Third and finally, McCoy's interpretation is inferior because it effectively reads the amendment as a partial implicit repeal of the Department's authority under RCW 51.52.060. McCoy would have this court construe the 1988 amendment not only as constraining the Department's obligations to process applications but also as truncating the Department's longstanding authority to reconsider its decisions. The implicit repeal of statutes is strongly disfavored. Our Lady of Lourdes Hosp. v. Franklin Cy., 120 Wash. 2d 439, 450, 842 P.2d 956 (1993); Bellevue Sch. Dist. 405 v. Brazier Constr. Co., 103 Wash. 2d 111, 123, 691 P.2d 178 (1984). Where, as here, an amendment may be harmonized with the existing provisions and purposes of a statutory scheme, there is no implicit repeal. Brazier Constr. Co., 103 Wash. 2d at 123.
For these reasons, we hold that once the Department issues an order denying an application to reopen, the requirements of RCW 51.32.160 are satisfied and only the deadlines contained within RCW 51.52.060 constrain the Department's authority to reconsider its decision to deny the application. In this case, McCoy's application to reopen was not "deemed granted" on May 8, since the Department had issued an order denying the application.
Given this holding, it is unnecessary for us to consider two additional contentions raised by Tollycraft. Tollycraft
argues that, even if McCoy's application to reopen is "deemed granted", the Department may nonetheless employ its RCW 51.52.060 authority to reconsider such a "deemed granted" decision. It also argues that it has a right, either under the due process clause of the Fourteenth Amendment or under the Act, to a hearing on a "deemed granted" decision just as it would with respect to an explicit departmental decision to reopen a claim. These issues are moot because McCoy's application was not correctly "deemed granted". We therefore reserve the questions of whether "deemed granted" decisions may be reconsidered under RCW 51.52.060 and the rights of self-insurers to challenge such decisions for appropriate future cases.

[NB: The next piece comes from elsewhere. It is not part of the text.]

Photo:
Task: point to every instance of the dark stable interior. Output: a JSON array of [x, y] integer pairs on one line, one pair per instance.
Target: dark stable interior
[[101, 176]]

The order of summary judgment is reversed and the case is remanded for further proceedings consistent with this opinion.
Disposition
Holding that the Department of Labor and Industries was authorized to reconsider its prior decision denying the employee's application to reopen the claim and that the Department had acted within applicable time limits when it denied the application, the court reverses the judgment.